Everyone can do the math — a simplified form of it, anyway — and see that the numbers don’t add up under the current arrangement. Hawaiian Electric Co. and its subsidiaries are racking up reduced sales as customers with the means to do so have bought photovoltaic solar panels to generate their own electricity.
The utility’s business model offers few counterstrategies for a diminished revenue stream other than to seek an increase in rates paid by the remaining customer base. So the natural question arises: How is this transition to green energy supposed to work, anyway?
That question demands an answer, and the Legislature is reasonably seeking one, through House Bill 1999. The current draft of the measure would establish the Legislative Utility Oversight Task Force, a body to be convened and to focus its attention specifically on investor-owned electric public utilities. The task force would submit a report in a year, and every five years after that.

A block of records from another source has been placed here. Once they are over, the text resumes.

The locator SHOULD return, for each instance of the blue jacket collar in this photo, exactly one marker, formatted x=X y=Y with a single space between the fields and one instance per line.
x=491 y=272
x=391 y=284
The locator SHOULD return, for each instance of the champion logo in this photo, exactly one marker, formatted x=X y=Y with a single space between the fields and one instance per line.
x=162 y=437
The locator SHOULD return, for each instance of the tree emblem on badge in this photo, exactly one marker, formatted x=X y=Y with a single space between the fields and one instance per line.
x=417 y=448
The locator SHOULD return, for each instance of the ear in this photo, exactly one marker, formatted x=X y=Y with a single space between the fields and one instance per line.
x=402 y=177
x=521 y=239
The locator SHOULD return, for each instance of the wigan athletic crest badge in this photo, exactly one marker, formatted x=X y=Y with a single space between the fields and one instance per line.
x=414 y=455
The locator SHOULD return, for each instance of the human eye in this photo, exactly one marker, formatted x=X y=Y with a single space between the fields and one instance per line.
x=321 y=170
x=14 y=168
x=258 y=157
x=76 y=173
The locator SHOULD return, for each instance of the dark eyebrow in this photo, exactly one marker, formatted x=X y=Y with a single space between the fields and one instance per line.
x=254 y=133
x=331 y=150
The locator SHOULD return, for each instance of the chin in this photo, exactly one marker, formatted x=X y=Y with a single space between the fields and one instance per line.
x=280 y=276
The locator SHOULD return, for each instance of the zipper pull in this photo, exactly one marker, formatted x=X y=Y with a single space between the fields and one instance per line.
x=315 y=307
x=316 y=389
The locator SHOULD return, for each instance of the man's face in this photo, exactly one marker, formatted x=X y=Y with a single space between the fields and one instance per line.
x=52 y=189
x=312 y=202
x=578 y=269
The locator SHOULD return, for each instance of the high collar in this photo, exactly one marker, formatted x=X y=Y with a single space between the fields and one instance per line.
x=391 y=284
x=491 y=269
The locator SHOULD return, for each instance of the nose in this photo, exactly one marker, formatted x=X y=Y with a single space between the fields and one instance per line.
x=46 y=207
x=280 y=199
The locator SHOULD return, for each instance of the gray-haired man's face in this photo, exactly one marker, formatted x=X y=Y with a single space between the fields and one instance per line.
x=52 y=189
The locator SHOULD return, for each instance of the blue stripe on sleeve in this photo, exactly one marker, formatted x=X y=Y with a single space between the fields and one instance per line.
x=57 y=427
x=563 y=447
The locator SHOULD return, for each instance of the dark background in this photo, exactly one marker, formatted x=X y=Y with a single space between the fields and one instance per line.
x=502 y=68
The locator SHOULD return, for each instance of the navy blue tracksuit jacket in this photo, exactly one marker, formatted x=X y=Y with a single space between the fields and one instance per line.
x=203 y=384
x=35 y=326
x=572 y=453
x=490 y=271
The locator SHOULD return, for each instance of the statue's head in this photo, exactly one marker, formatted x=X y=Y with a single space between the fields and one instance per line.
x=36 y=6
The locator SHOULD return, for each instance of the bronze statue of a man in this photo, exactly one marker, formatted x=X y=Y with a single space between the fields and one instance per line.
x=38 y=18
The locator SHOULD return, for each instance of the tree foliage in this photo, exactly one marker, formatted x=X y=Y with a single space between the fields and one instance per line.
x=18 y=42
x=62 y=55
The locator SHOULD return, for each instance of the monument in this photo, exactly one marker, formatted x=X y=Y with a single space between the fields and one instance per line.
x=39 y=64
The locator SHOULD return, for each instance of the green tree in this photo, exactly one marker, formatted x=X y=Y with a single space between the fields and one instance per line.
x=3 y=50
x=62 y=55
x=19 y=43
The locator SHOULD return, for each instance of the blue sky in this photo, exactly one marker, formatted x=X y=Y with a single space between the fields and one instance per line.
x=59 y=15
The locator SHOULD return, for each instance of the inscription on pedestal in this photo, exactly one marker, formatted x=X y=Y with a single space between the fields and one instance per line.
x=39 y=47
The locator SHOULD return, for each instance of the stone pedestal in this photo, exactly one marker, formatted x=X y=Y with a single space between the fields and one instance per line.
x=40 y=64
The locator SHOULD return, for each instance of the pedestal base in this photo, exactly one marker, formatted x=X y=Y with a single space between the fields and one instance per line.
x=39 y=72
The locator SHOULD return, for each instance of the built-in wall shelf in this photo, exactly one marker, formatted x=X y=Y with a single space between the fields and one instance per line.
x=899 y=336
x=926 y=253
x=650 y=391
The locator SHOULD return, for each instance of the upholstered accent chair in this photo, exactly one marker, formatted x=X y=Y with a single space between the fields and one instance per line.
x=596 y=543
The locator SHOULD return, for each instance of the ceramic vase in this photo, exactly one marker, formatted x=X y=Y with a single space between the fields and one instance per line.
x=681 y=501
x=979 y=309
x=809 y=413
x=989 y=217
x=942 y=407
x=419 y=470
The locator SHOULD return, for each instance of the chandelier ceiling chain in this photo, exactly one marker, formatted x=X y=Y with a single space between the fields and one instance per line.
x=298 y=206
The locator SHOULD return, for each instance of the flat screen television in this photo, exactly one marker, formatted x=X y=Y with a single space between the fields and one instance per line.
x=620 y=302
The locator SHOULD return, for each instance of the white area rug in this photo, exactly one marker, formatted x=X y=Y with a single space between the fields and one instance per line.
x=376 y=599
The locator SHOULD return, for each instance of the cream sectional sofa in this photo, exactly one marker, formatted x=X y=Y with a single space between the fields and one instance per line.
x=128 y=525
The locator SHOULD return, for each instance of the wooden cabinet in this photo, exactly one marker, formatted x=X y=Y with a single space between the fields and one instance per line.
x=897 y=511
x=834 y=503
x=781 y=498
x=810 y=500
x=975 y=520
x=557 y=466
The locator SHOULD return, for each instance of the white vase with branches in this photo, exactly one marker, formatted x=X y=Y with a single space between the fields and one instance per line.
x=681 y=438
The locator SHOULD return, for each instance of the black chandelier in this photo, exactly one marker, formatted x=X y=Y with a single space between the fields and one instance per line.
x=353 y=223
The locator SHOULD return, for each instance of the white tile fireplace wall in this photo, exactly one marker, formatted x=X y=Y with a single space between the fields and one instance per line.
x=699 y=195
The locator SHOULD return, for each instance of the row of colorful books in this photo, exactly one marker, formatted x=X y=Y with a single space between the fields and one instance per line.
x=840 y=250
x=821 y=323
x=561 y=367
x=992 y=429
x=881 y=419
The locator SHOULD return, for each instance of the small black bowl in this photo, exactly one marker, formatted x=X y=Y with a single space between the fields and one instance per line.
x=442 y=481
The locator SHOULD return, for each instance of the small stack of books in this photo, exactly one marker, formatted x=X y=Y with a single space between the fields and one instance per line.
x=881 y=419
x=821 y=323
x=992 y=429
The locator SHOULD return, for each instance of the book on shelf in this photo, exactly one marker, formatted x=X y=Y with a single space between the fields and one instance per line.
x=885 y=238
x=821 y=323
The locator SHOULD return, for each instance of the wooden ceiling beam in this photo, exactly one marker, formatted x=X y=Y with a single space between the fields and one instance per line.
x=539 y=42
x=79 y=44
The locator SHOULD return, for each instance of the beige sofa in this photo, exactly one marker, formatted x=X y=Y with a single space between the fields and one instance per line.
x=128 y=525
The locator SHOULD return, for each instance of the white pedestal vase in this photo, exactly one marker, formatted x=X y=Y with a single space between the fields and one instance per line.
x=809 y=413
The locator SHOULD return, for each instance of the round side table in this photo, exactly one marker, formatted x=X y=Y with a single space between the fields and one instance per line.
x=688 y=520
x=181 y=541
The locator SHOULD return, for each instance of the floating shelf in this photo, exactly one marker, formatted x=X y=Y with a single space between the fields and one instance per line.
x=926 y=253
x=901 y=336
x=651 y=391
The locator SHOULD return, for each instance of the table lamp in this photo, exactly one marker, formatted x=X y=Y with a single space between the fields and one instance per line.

The measure drew support from Hermina Morita, the former legislator who chairs the Public Utilities Commission. That’s significant, because the PUC is the agency that now regulates HECO and other utilities, and critics might charge that this makes a task force duplicative.
HECO itself said as much in its testimony. One of its attorneys, Kevin Katsura, cited the various reports, rate cases and other filings as indications that HECO is forthcoming with information. "While it is the Legislature’s prerogative to review the utilities’ franchises, utility performance is already extensively reviewed by the Public Utilities Commission," he said.
However, as Morita correctly pointed out in her testimony, there are matters to discuss more basic than what is usually addressed in PUC case dockets and legalese.
That is: The "regulatory compact" under which the utility operates has changed. The deal used to be that in exchange for the exclusive business from electric customers, the utility would meet all service requirements to anyone who wants to purchase electricity.
"Today, customers need not take all of their electric service from the electric utility — they can generate some or most of their needs through the use of such technologies as solar panels," Morita said. "Nevertheless, at present, the electric utility is still required to provide all service needs ‘at the flip of the switch.’"
HECO officials do agree with Morita on one point: This discussion needs to involve experts in this subject area, which will require an appropriation of funds. Currently the bill would convene a panel of lawmakers, and that may not be enough structure to ensure a productive review.
There are many topics suitable for a broad discussion, which also should tap some community input. For example, advocates for green-energy development, such as Blue Planet Foundation, have said that HECO should be exploring alternative sources of income to help it maintain its service rather than rely so heavily on ratepayer revenue.
The preamble to the bill puts the problem succinctly.
"Hawaii’s ratepayers are highly frustrated with sustained high rates of electricity, limited options to manage their utility bills and a perceived lack of urgency by the utilities in addressing their needs," it said.
HECO needs to be more proactive in charting a course to a new era, in which electricity production capacity will be widely shared. At this stage, there still will be the need for a stable, reliable power grid that the utility can manage.
But it needs to be a more enthusiastic partner in adapting to a changed landscape, figuring out how to contain costs borne by the ratepayer. Otherwise, so many frustrated customers may go "off the grid" that it can’t be sustained at all.